Internal infrastructure

  • .build_cluster_matrices() extracts multi-stage cluster, strata, and FPC
    matrix construction into a shared helper, used across the Taylor variance
    engine, analysis cell estimators, and GLM sandwich variance.

surveycore v0.5.0

12 Mar 11:44
95c146d

Choose a tag to compare

Breaking changes

  • as_survey_replicate() replaces as_survey_repweights(). The constructor
    name now matches the underlying survey_replicate class.

  • survey_nonprob and as_survey_nonprob() replace survey_calibrated and
    as_survey_calibrated(). "Calibrated" implies a post-processing step on a
    probability sample; nonprob accurately reflects the design type.

  • The positional setter form set_var_label(svy, age, "label") has been
    removed. Use the named form set_var_label(svy, age = "label") instead.

  • extract_var_label(), extract_question_preface(), and extract_var_note()
    now return a named character vector. extract_var_label(svy, age) now
    returns c(age = "Age in years") rather than "Age in years".

  • extract_val_labels() now returns a named list. extract_val_labels(svy, sex)
    now returns list(sex = c(Male = 1L, Female = 2L)) rather than
    c(Male = 1L, Female = 2L).

  • set_variable_labels(), set_value_labels(), set_question_prefaces(), and
    set_variable_notes() have been removed.
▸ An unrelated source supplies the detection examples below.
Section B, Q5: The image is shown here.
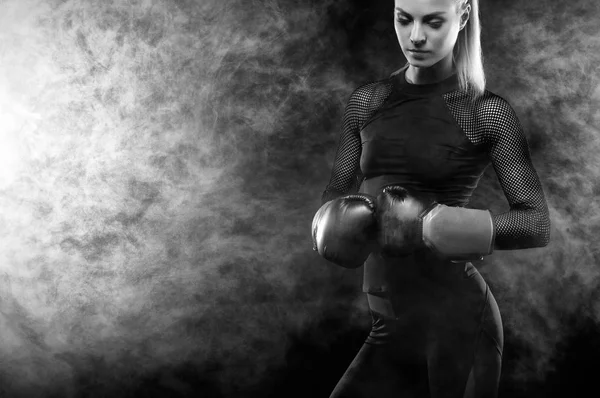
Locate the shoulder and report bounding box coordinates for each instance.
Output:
[351,78,391,97]
[474,89,516,121]
[348,78,392,109]
[474,90,526,146]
Use set_var_label(),
    set_val_labels(), set_question_preface(), and set_var_note()
    respectively — all four now accept multiple variables via named ....

New features

  • set_universe() and extract_universe() set and retrieve universe
    (eligibility) annotations for survey variables.
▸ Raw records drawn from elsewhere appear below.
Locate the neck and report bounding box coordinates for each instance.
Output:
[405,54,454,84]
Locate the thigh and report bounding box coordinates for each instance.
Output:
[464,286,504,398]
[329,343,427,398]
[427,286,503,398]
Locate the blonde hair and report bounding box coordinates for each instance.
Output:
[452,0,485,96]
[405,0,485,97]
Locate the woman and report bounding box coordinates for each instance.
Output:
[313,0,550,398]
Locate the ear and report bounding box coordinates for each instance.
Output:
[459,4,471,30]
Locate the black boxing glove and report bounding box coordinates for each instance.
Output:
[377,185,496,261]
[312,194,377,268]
  • set_missing_codes() and extract_missing_codes() set and retrieve missing
    value code vectors for survey variables.
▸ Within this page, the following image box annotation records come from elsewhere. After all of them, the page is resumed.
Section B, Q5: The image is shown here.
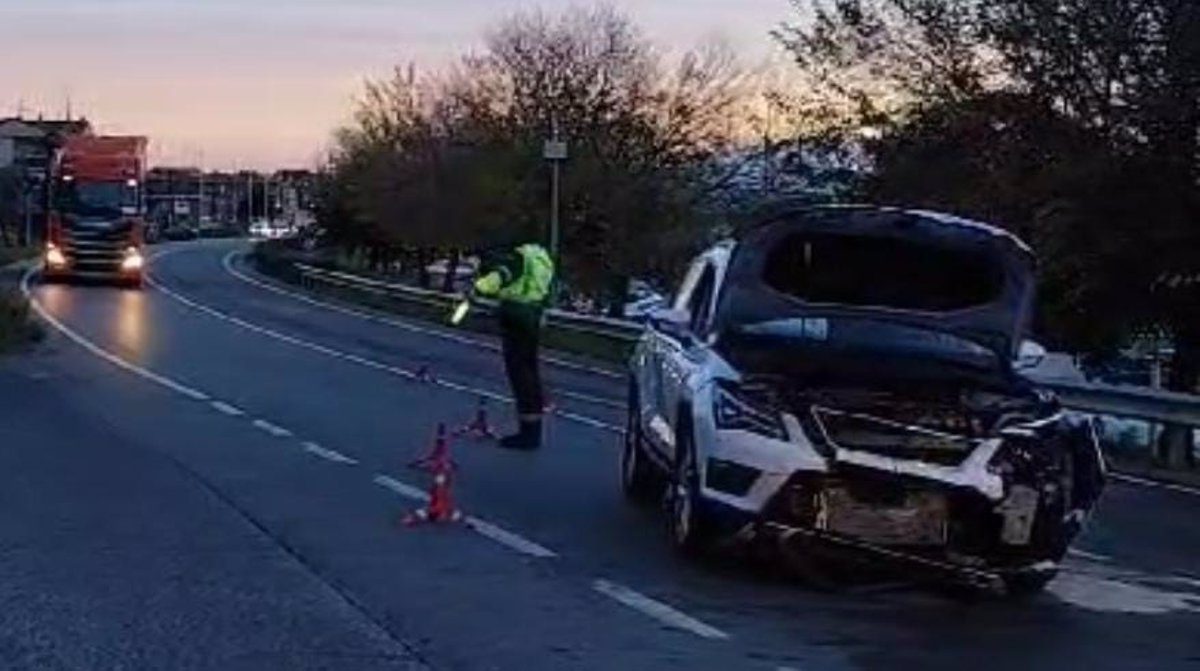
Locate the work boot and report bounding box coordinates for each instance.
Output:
[500,419,541,451]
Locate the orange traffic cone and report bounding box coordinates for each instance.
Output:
[403,424,462,527]
[455,397,498,438]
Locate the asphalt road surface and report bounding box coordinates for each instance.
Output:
[0,241,1200,671]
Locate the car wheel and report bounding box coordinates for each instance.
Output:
[667,414,713,556]
[620,384,665,503]
[1004,571,1058,599]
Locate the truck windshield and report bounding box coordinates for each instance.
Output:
[62,181,136,216]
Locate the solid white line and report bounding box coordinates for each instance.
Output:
[466,517,558,559]
[222,250,624,379]
[209,401,246,417]
[146,268,622,432]
[20,268,209,401]
[251,419,294,438]
[304,443,359,466]
[592,579,730,641]
[1109,471,1200,496]
[374,475,430,503]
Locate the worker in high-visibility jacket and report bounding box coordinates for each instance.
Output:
[475,244,554,450]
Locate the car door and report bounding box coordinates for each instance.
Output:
[659,258,716,468]
[635,259,706,459]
  • extract_metadata() returns all metadata fields (variable_label,
    value_labels, question_preface, note, universe, missing_codes,
    transformations) for one or more variables as a named list.

Enhancements

  • All setter functions now support three call conventions: named ...
    (e.g., set_var_label(svy, age = "Age in years")), a single named
    vector/list in ..., or explicit variable = / content-argument pairs.
    All setters also now work on plain data.frames.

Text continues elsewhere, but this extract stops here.